The average effect of a +2% output error, ΔPPQM(OP + 2%), across all patients and OARs was −2.7% ± 1.4%. This value is plotted as a black dashed line in all panels of figure 9. The minimum level of simulated DV whose average ΔPPQM exceeded this value for each SV level are shown in table 3. For OARs with Dmax PQMs that abutted a target volume, even low DV led to a clinically significant ΔPPQM for all SV levels. But when only non-target-abutting OARs were considered, only medium and high DV was clinically significant for SV = 0, and only high DV was significant for SV = 2 and 4 mm. With SV = 10 mm, even high DV was not clinically significant for these OARs. For OARs with Dmean PQMs that abutted a target volume, medium and high DV were clinically significant with SV = 0, but no level of DV was clinically significant (on average) for any SV level. No clinically significant average ΔPPQM values were observed for non-target-abutting OARs with Dmean PQMs.

Table 3.

The minimum DV level that had a clinically significant impact on PPQM (defined by mean ΔPPQM values lower than that caused by a 2% output error, ΔPPQM(OP + 2%) = −2.7%) at each level of SV. Values in parentheses indicate the mean ΔPPQM for the indicated SV and DV levels. N/A indicates that even High DV did not produce a significant effect. Values in parentheses for these cases indicate the maximum absolute ΔPPQM from all DV levels.

Minimum DV with clinically relevant average ΔPPQM
Dmean PQMs Any OAR Abutting target Not abutting target
SV = 0 High (−4.1%) High (−6.8%) N/A (max −1.6%)
SV = 2 mm N/A (max −1.8%) N/A (max −2.5%) N/A (max −1.8%)
SV = 4 mm N/A (max −0.2%) N/A (max −1.1%) N/A (max −2.3%)
SV = 10 mm N/A (max 0.0%) N/A (max −0.3%) N/A (max −0.0%)
Dmax PQMs Any OAR Abutting target Not abutting target
SV = 0 Medium (−5.5%) Low (−10.4%) Medium (−3.1%)
SV = 2 mm Medium (−2.8%) Low (−6.2%) High (−8.9%)
SV = 4 mm High (−6.3%) Low (−6.5%) High (−5.1%)
SV = 10 mm N/A (max −2.3%) Low (−5.1%) N/A (max −0.3%)
Open in a new tab

Discussion

Previous studies have shown that DV can lead to significant dosimetric variability when viewed in isolation. For example, Loo et al found that when comparing IMRT plans optimized using multiple independent delineations, parotid gland DV led to sufficient dosimetric differences to warrant a plan change in 46% of cases (Loo et al 2012). Similarly, Nelms et al found that DV in an oropharyngeal case resulted in significant variation in OAR Dmean and Dmax values for several head and neck structures (Nelms et al 2012). When SV was not included in analysis, our results are consistent with these findings, with DV uniformly leading to increases in OAR Dmean and Dmax values (i.e. the top rows in figures 5, 7(B) and 8(B)). However, when viewed in terms of probabilities of meeting clinical PQMs (PPQM) the significance of these differences was less pronounced in many cases (i.e. figures 5(A) and 8(B)). When a plan’s OAR dose was close to its dosimetric objective, these variations did result in substantial reductions in PPQM (e.g. the brainstem in figure 7), but, even in these cases, the inclusion of SV showed that realistic PPQM values, as well as the reductions in PPQM due to DV, were actually quite a bit lower than those indicated by static dosimetry. Our approach is similar to that of Nourzadeh et al who assessed the probabilities of exceeding OAR dose tolerance levels in prostate RT when using autodelineations versus manual contours while accounting for SV (Nourzadeh et al 2017).

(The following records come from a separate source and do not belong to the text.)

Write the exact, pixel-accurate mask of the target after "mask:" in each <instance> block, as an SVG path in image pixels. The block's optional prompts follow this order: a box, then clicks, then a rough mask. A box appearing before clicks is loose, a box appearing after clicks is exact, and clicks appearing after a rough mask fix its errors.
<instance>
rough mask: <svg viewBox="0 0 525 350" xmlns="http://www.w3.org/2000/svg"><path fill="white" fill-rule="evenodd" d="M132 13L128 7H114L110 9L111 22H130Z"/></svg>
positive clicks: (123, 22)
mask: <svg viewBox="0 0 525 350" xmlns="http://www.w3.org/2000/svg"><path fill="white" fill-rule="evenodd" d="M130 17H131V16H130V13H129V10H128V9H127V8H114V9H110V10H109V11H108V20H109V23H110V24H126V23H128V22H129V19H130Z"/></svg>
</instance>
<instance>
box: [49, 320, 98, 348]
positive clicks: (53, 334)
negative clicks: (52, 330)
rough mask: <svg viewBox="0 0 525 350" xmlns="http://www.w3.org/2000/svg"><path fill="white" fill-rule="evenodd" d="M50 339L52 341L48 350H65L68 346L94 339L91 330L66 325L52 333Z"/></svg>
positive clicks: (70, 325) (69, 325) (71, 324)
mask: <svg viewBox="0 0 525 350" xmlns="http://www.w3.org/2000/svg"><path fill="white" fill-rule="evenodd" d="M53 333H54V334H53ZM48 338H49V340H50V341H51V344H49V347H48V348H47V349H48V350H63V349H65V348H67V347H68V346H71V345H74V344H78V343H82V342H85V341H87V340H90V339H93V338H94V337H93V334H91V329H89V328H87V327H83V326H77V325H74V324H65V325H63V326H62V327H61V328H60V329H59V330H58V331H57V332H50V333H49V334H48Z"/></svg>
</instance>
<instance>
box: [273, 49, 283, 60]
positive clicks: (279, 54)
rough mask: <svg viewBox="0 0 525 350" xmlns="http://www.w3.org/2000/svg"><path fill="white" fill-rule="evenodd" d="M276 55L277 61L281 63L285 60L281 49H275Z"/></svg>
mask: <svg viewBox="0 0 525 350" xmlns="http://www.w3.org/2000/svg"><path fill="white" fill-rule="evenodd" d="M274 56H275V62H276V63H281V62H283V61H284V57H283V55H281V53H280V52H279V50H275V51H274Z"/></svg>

This study thus indicates that the dosimetric impact of DV is overstated when considered in isolation from other sources of error. For example, while the high level of simulated DV (which exceeds the variability expected clinically) reduced PPQM for Dmax objectives by more than 12% on average when SV was not considered, this effect was reduced to 6.4% when 4 mm of SV were included (figure 9). It follows that as other sources of error are reduced in RT, the impact of DV will become more significant.

One example that appears to contradict this trend is the esophagus contour in the larynx case shown in figures 5 and 6. In this particular case, the impact of DV on PPQM (the probability of achieving Dmean < 35 Gy) appears to increase as more SV is considered (ΔPPQM = 1% with SV = 0 and ΔPPQM = 3%, 7%, and 13% with SV = 2 mm, 4 mm, and 10 mm) despite the distributions qualitatively becoming more similar to DV = 0 counterparts. This appears to be a consequence of using PPQM alone to characterize the Dmean distributions. Observing the Dmean distributions in this case shows that this plan is initially quite ‘safe’ with regards to the 35 Gy mean dose objective (with SV = DV = 0, Dmean = 15.7 Gy, PPQM = 100% with SV up to 4 mm). As a result, there is little to no change in PPQM with increasing SV despite the PQM distribution clearly widening. Because only the combination of SV and DV is enough to push the distribution past the 35 Gy limit, the relative impact of DV appears to be exaggerated by PPQM. While this phenomenon may affect other results in this study, it is more likely to affect distal (non-target-abutting) OARs and did not disrupt the trend of decreasing DV importance with increasing SV. However, this may explain the wide range of ΔPPQM values observed, as reflected in the wide error bars in figure 9.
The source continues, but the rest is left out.